[DOCS] Document the Agent tool for local subagents

## Summary

The CLI shipped a new first-class `Agent` tool that lets the main agent (chat or headless) spawn one or
more local subagents to run work in parallel and fold their results back into the main context, without
standing up an A2A agent server. A subagent is just an `infer agent` subprocess with its own isolated
session, so it is cheap, isolated, and session-persisted.

This is the lightweight, local complement to the existing A2A trio (`A2A_SubmitTask` / `A2A_QueryTask` /
`A2A_QueryAgent`), which targets external A2A servers.
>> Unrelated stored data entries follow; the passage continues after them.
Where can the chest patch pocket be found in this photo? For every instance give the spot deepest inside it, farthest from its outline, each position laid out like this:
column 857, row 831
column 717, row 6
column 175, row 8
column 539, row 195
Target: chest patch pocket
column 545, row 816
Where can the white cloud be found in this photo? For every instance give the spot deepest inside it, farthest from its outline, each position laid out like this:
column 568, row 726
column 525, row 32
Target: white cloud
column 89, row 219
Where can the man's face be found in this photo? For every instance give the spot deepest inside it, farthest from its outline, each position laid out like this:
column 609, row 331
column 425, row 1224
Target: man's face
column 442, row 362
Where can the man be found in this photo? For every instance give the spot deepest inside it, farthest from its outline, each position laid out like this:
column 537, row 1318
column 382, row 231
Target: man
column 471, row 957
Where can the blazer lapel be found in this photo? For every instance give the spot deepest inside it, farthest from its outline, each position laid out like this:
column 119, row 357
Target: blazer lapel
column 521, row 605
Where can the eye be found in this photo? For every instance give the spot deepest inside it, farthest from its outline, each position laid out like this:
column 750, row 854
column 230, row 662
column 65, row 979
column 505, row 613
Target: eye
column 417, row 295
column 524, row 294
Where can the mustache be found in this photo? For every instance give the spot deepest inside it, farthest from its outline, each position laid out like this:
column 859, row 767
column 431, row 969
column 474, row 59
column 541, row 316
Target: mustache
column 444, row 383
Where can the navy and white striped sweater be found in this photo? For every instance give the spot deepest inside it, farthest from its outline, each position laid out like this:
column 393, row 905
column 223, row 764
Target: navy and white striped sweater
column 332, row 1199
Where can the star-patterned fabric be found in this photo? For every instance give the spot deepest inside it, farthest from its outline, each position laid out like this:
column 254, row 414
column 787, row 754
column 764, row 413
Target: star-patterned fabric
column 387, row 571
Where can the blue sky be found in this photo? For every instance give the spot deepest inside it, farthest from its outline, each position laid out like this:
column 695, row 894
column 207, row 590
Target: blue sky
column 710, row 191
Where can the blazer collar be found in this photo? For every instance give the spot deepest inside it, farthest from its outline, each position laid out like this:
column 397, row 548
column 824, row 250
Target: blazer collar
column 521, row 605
- Implemented in CLI: inference-gateway/cli#653 (PR inference-gateway/cli#658).
- This ticket tracks the user-facing documentation for it.

## What needs documenting (user-facing)

### 1. The `Agent` tool

A config-gated tool (enabled by default) that fans out local subagents. Document:

- What it is and when to reach for it vs. the A2A tools (local short-lived helpers vs. external A2A servers).
- The tool parameters the model sees:
  - `tasks`: an array of subagent tasks run in parallel, each with:
    - `description` (required) - the task for the subagent
    - `label` (optional) - short label shown in progress output / tmux panes
    - `model` (optional) - per-subagent model override
    - `system_prompt` (optional) - gives that subagent a specialized role/persona
  - `description` (optional) - shorthand for a single-task call (alternative to `tasks`)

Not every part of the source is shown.